The community impact is measurable. When 14-year-old climate striker Leah Portelli from Żejtun wrote in July begging the Prime Minister to “leave us a shoreline older than your campaign posters,” the Environment Ministry’s Facebook reply garnered 3,200 angry emojis within an hour. Two weeks later, Robert Abela announced a moratorium on new beach concessions until 2027—small victory, big precedent.
Not every letter wins. But even the unpublished ones circulate in WhatsApp groups, parish bulletins, and band-club noticeboards, photocopied till the ink blurs. Fr. Joe Borg, who archives parish reactions at the Curia, calls the letter page “the yeast in the ftira dough of Maltese opinion; invisible, yet the whole thing rises because of it.”
As the church bells ring for the 10 a.m. Mass, the kiosk owner folds up the unsold stack. A tourist asks if the letters are “like Reddit, but on paper.” A local grandma retorts, “No, my love, Reddit is letters to the editor without the prayers.” Everyone laughs, and for a moment the digital and the limestone eras coexist under the September sun.
Conclusion
Whether debating ferry wakes or the price of goat cheese, Malta’s letter writers insist that democracy begins not in Brussels or TikTok trends, but in 400 carefully chosen words sent by post or typed on a nephew’s laptop.
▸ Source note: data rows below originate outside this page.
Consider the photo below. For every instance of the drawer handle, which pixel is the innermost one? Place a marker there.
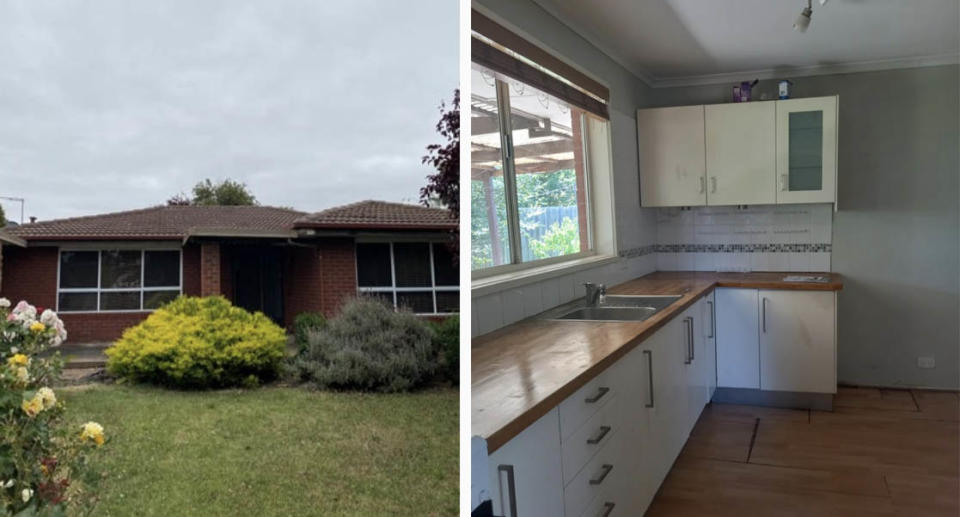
(600, 393)
(604, 429)
(649, 354)
(603, 475)
(607, 509)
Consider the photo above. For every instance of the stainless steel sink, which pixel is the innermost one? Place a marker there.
(613, 308)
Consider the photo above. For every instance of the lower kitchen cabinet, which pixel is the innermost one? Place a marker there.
(526, 477)
(738, 343)
(798, 341)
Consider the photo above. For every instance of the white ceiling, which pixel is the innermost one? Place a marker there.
(681, 42)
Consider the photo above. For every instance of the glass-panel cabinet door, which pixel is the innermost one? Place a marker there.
(807, 150)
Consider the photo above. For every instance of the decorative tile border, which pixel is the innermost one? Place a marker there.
(742, 248)
(639, 251)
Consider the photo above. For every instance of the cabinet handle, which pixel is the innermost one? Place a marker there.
(604, 429)
(649, 354)
(763, 305)
(600, 393)
(603, 475)
(607, 509)
(713, 320)
(511, 490)
(693, 345)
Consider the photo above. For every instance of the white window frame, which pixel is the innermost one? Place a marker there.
(393, 289)
(98, 290)
(516, 264)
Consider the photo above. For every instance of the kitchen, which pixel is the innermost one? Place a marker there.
(715, 258)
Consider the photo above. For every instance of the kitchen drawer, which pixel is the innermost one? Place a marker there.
(599, 474)
(586, 441)
(576, 409)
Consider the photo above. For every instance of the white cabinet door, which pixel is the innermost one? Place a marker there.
(807, 150)
(708, 304)
(738, 342)
(797, 345)
(671, 152)
(526, 472)
(741, 153)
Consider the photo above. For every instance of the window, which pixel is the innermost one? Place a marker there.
(420, 276)
(529, 177)
(117, 280)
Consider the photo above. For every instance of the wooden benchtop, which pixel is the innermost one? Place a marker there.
(522, 371)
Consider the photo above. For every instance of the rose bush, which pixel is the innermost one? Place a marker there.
(43, 463)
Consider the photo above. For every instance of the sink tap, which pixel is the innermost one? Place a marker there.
(595, 293)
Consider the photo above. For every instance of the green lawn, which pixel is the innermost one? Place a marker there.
(273, 451)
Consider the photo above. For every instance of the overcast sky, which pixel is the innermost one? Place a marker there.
(114, 105)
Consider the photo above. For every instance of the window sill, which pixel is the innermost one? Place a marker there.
(497, 283)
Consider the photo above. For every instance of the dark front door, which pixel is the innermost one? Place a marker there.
(258, 281)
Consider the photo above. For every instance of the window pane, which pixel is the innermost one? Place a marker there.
(386, 298)
(448, 301)
(550, 173)
(156, 299)
(124, 301)
(161, 269)
(445, 270)
(78, 269)
(489, 237)
(373, 265)
(120, 268)
(412, 263)
(78, 302)
(416, 302)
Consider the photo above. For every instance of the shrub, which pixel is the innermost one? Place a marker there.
(199, 343)
(446, 341)
(304, 323)
(43, 463)
(368, 346)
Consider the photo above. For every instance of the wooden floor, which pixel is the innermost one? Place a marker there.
(880, 452)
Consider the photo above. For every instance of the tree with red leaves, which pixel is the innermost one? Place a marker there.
(445, 184)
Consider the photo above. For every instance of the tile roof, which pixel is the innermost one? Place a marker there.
(164, 223)
(379, 215)
(10, 239)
Long after the last fireworks fade from the village festa, those words remain, clipped to fridge doors, tucked inside missals, and archived in the national library—paper evidence that on a rock smaller than most cities, every voice can still command column inches and, occasionally, change policy. The letters to the editor, September 14, 2025, prove that in Malta, ink is the second-most precious liquid after olive oil, and both improve with age.